The subprime mortgage is widely agreed to have been the catalyst for the recession as a whole. There were, however, a number of other causes that contributed to the problem. Firstly, in the case of the USA, the Federal Reserve was slow to raise the interest rates after the US economy recovered from the 2000/01 recession. As the interest rate continued to remain low, the interest rate effect on aggregate demand encouraged greater spending on investment goods. In the case of many Americans, investment goods equated to housing and thus many took out mortgages to purchase houses purely on the basis that they could resell them for a profit.
This was made possible in large part due to the prevalence of subprime loans and interest-only loans. A sub-prime mortgage is a mortgage that is given to a borrower whose credit rating would not ordinarily qualify them for a conventional mortgage; hence they inherently have a higher risk. Interest-only loans, of which a large percentage were also subprime, are structured in such a way that the borrower is initially only paying back the interest on the mortgage of a house at a lower interest rate for a period usually between 1 to 5 years.
Whilst many consumers took out these types of loans with the idea of reselling the house for a profit before the interest rate rose, this concept only worked if house prices continued to rise. Inevitably, when interest rates settled at a higher equilibrium due to the high demand (Mankiw, 2002), many people with interest-free loans were stuck with houses they couldn’t sell and interest rates that they weren’t able to afford, leaving the bank with a house that would have to be sold at a loss.
These high-risk loans becomes tools of financial engineering as banks bundled good and bad loans into derivatives which were in turn often bundled into CDO’s (collaterised debt obligations) whose worth was tied to the value of the mortgages. When these mortgages began to default rapidly, many investment funds began to panic and began selling these CDOs as quickly as possible, causing a shift of the aggregate demand curve to the left due to the pessimism in the market and removing trillions of dollars of value from many of the major funds.
As Investment (I) constitutes a portion of GDP, this massive loss caused a substantial decline in GDP, and because GDP is inversely linked to income this led to much higher than usual levels of unemployment. (Garrison, 2000) This is due to a large drop in aggregate demand, which caused companies to lay off workers in an effort to reduce costs and remain in business. The fallout from the CDOs was global, many of the investment funds that had purchased these bonds represented international or foreign investors and as such the impact was both severe and worldwide.

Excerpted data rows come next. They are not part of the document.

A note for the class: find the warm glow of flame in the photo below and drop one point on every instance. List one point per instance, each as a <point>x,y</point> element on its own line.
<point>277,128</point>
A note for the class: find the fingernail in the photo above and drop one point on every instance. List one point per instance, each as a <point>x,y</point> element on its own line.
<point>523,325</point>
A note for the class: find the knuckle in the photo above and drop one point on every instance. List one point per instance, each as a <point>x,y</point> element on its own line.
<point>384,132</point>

Key economic indicators all indicate that the effects of the recession have been harsh: World industrial production is down 10%; World stock markets down 30%; and the Volume of world trade down 20%. Governmental response to the economic crisis so far has been based primarily on large stimulus packages designed to reduce unemployment and revive the economy. Obama’s stimulus plan, the “American Recovery and Reinvestment Act of 2009”, alone has spent $787 billion (USD), on top of the $152bn spent on the 2008 stimulus bill. This policy is supported to a certain extent by the concept of the multiplier effect.
This theory states that government purchases have a ‘multiplier effect’ on aggregate demand, so that each dollar of public spending will generally raise the aggregate demand by more than one dollar, with the formula equating to m = 1/(1 – MPC). (coursebook ref) A number of factors, however, combined to dampen the impact of this government spending. Pessimism about the economic climate, along with the perception that the rebate was a one-off measure, caused some individuals to change their spending habits, leading to a number of people using the lump sum tax rebates of the 2008 stimulus package to either pay off debt or save the money.
This effect, in fact, was not as widespread as many economists predicted, household spending actually rose on average by 3. 5%, causing some studies to label the plan as a success (Broda & Parker, 2008). The 2009 plan suffered to an extent from the crowding out effect, caused by higher interest rates due to elevated levels of government spending. An application of the laws of supply and demand reveals that an increase in the price of a loan, i. e. the interest, leads to a decrease in the amount of credit demanded.